Milan’s Reinvention
The governing theme of the Spring/Summer 2016 collections at Milan Fashion Week might best be described as a study in restraint. The notion of paring things down a notch or two isn’t an idea typically associated with the Italian style mecca, and surprisingly so, Versace, one Italy’s flashiest flagship brands, led its mother country’s new authoritative message into a new era.
At Prada, Mrs. P showed ’60s style suits that were at once boxy and military sharp in contrasting menswear fabrics, perhaps a subtle salute to her socially and politically rebellious youth. However, this being Prada, the sack suits were enlivened with beatnik prints in strips of honey, marigold, and chocolate, punctuated with primary colored jolts of red and blue geometric shapes. The pom pom-cum-disco ball style earrings, and new kitten heeled shoes with metallic balls at their toes (a mod nod to ’60s design icon Pierre Cardin), not to mention an updated version of last season’s must-have bag-in-bag combo are surefire street style bait.

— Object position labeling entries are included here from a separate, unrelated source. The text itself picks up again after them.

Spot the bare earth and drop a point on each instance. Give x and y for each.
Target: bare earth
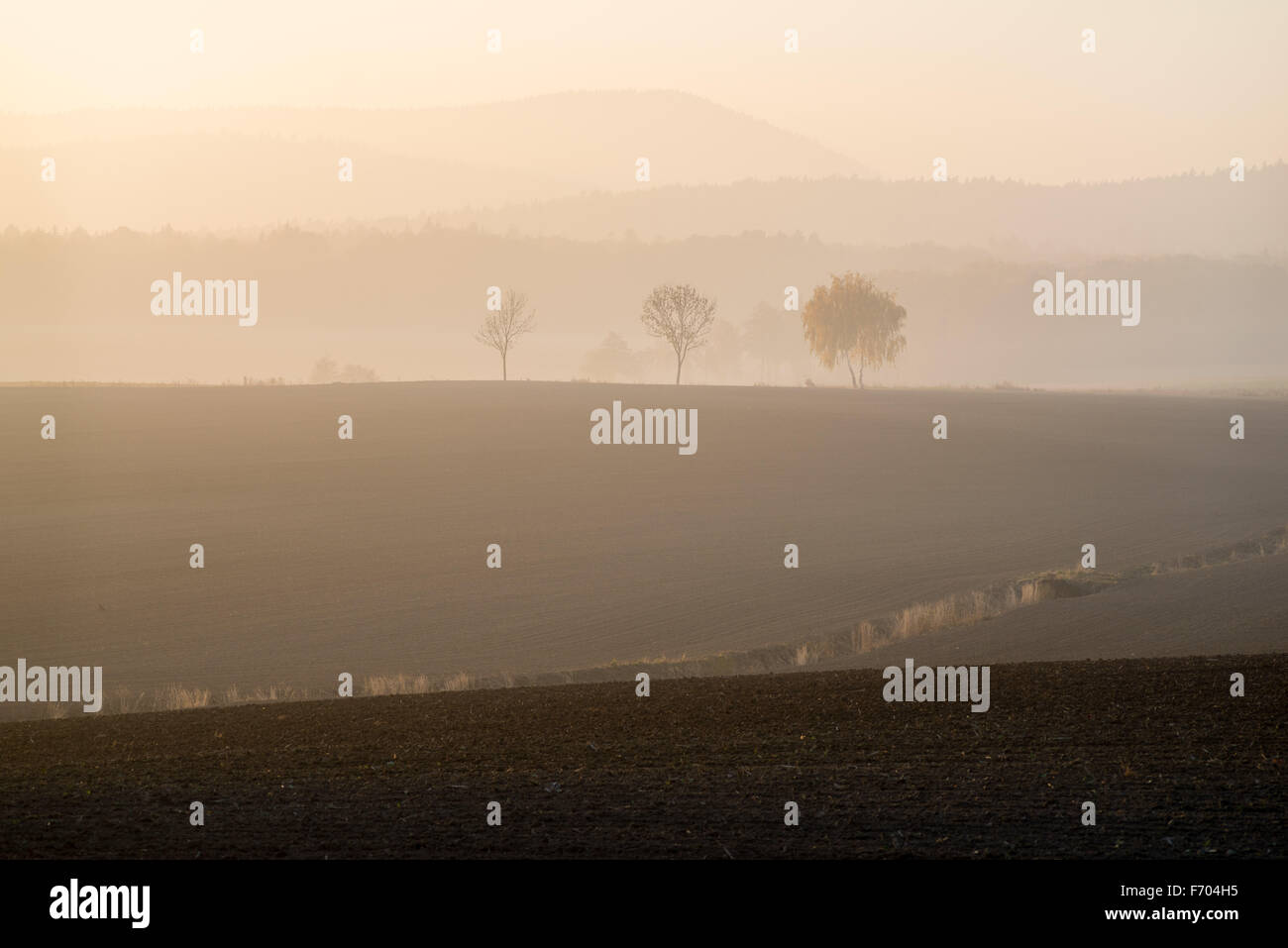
(699, 769)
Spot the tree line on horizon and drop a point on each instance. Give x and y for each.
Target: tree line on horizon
(849, 321)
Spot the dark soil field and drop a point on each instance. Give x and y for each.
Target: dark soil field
(699, 769)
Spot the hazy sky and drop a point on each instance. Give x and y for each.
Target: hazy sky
(996, 88)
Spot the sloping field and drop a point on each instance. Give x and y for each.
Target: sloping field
(369, 557)
(702, 768)
(1241, 607)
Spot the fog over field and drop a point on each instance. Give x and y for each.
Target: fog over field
(323, 556)
(576, 430)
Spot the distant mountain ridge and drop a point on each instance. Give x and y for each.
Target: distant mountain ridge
(227, 167)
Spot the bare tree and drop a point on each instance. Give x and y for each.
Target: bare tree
(505, 325)
(682, 316)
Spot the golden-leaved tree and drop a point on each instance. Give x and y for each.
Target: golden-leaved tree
(854, 321)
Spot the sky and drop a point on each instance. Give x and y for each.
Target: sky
(999, 89)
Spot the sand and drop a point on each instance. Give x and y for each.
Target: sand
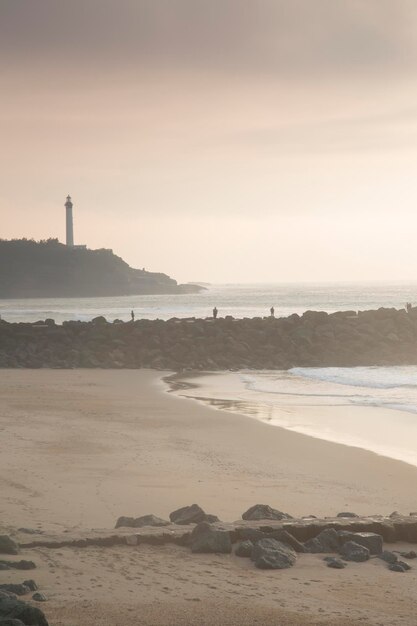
(80, 448)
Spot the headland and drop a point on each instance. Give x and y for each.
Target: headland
(45, 269)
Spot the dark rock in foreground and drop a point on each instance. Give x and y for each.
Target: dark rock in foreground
(326, 541)
(263, 511)
(352, 551)
(244, 548)
(39, 597)
(206, 539)
(140, 522)
(11, 608)
(8, 545)
(286, 537)
(272, 554)
(372, 541)
(193, 514)
(18, 589)
(22, 565)
(335, 563)
(389, 557)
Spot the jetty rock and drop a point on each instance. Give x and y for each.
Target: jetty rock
(272, 554)
(12, 608)
(315, 339)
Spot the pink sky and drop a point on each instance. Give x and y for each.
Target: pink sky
(229, 141)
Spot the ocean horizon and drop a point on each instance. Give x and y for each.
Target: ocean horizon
(237, 300)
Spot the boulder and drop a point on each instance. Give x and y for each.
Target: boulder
(253, 534)
(23, 565)
(263, 511)
(372, 541)
(139, 522)
(8, 545)
(206, 539)
(388, 557)
(12, 608)
(352, 551)
(335, 563)
(286, 537)
(99, 320)
(326, 541)
(39, 597)
(272, 554)
(396, 567)
(409, 555)
(193, 514)
(244, 548)
(17, 589)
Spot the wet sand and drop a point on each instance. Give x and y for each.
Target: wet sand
(80, 448)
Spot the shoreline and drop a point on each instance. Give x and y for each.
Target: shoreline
(137, 449)
(219, 391)
(81, 448)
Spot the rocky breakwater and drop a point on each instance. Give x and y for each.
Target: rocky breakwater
(347, 338)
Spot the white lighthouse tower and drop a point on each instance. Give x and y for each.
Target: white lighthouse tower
(69, 222)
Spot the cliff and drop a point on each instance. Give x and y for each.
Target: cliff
(383, 337)
(30, 269)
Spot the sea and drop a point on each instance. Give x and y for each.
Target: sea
(374, 408)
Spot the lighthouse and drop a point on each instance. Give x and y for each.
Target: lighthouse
(69, 223)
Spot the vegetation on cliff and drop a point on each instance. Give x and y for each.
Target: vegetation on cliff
(31, 269)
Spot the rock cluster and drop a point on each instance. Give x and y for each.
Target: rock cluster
(381, 337)
(15, 612)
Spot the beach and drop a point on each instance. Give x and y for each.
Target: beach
(82, 447)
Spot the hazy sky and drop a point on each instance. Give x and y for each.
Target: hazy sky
(217, 140)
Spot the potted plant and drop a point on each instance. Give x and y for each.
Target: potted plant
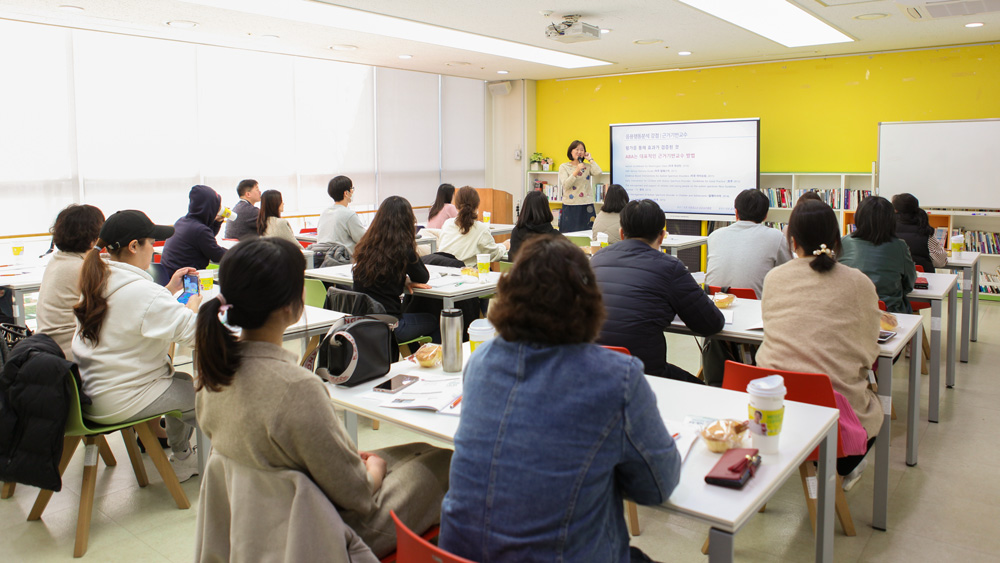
(536, 161)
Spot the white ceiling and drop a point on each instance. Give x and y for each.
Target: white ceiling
(681, 28)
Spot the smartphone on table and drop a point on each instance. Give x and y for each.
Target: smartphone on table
(191, 287)
(396, 383)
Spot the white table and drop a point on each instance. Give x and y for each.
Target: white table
(725, 510)
(968, 262)
(747, 314)
(939, 288)
(459, 291)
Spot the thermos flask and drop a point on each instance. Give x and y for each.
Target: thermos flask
(451, 340)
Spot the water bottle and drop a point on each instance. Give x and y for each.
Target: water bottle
(451, 340)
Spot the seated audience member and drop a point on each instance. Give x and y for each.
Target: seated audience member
(914, 228)
(262, 410)
(535, 219)
(741, 254)
(269, 221)
(126, 325)
(822, 317)
(608, 221)
(442, 209)
(386, 263)
(74, 233)
(193, 244)
(644, 288)
(537, 477)
(874, 249)
(339, 223)
(244, 225)
(465, 236)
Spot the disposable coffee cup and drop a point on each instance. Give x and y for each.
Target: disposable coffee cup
(766, 412)
(483, 263)
(480, 331)
(957, 243)
(206, 278)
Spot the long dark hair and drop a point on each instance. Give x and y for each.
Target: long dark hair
(813, 225)
(875, 220)
(445, 194)
(261, 275)
(534, 210)
(467, 202)
(270, 205)
(380, 256)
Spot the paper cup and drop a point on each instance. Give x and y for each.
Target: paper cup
(480, 331)
(766, 412)
(206, 278)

For his part, Ferragamo creative director Massimiliano Giornetti offered gallerist-chic separates cut in a trapeze style. These were artfully executed with ties that were left undone and swung with every model’s slight sashay. Next came full skirts and ruffles galore, a take on Roman Holiday dressing, but in Giornetti’s skilled hands, the looks never veered into over-the-top territory. Off-the-shoulder day-to-evening looks, meanwhile, mingled with ruched and gathered slim skirts and blouson tops, but it was a group of color-blocked frocks in a swing of pleats that stole the show.
After a season of moonlighting as a Givenchy muse/campaign star, Donatella Versace offered one of the week’s most promising collections. Versace dialed back the va-va-voom for something that was decidedly more accessible. Sure there were a few embroidered slips and mini dresses, worn with sky-towering platform sandals (and socks!), but in place of the usual up-to-there slits and overall ritz, Versace showed a collection that was almost combatant in its restraint. It also helped that the show was held in an expansive industrial hanger, featured a diverse cast of models, and Violet and Friends’s uplifting “Transition” track played on loop. Olive drab standard issue sack dresses were anything but standard, and generously cut pantsuits were either cinched at the waist with oversized belts or worn with a single bandeau top in majestic purple or traffic cone orange, signaling a new era of what it means to be sexy.
In sharp contrast, Jeremy Scott, a designer who has never shied away from the ostentatious, showed his most austere collection for Moschino to date. Silhouettes were simpler than in previous seasons, and finishings seemed more crisp. Traffic signage suits aside, highlights included a freshly Windex-ed latex Barbie-style gown in ice blue worn by Hanne Gaby (perhaps cleaned by Bella Hadid who sported actual living gloves with her look while carrying an oversized bottle of the blue cleaning liquid down the runway), and a group of sequined columns with Pop Art infused slogans emblazoned across their fronts—bonus points for the spot-on recreation of any NYC construction zone.
Dolce and Gabbana, meanwhile, continued its ode to Italian familial archetypes. There was the doting grandmother, the conservative mother, the sexy daughter, the adorable granddaughter, and so on, with a decidedly web 2.0 twist. Models posed for selfies mid-runway and the images were immediately transferred to a jumbotron and Dolce and Gabbana branded social platforms. How’s that for Italian innovation?
Gucci’s Alessandro Michele has become something of a fashion darling since debuting his first menswear collection earlier this year. Continuing his obsession with former Gucci creative director Tom Ford’s sex-infused collections, and his reverence for early Yves Saint Laurent, Michele showed a treasure trove of wonders: lamé bell-bottomed suits, unlined lace tea dresses, and a host of heady frocks sure to make any fashion love swoon. The real standouts here were the parade of shoes, from vertiginous triple-stacked platforms, to those lush, gotta-have-’em-now flats with horse bits, and the sequined tromp l’oeil dickies of ruffles and pleats fashioned on everything from flimsy blouses to full skirts. Whimsy would be an understatement.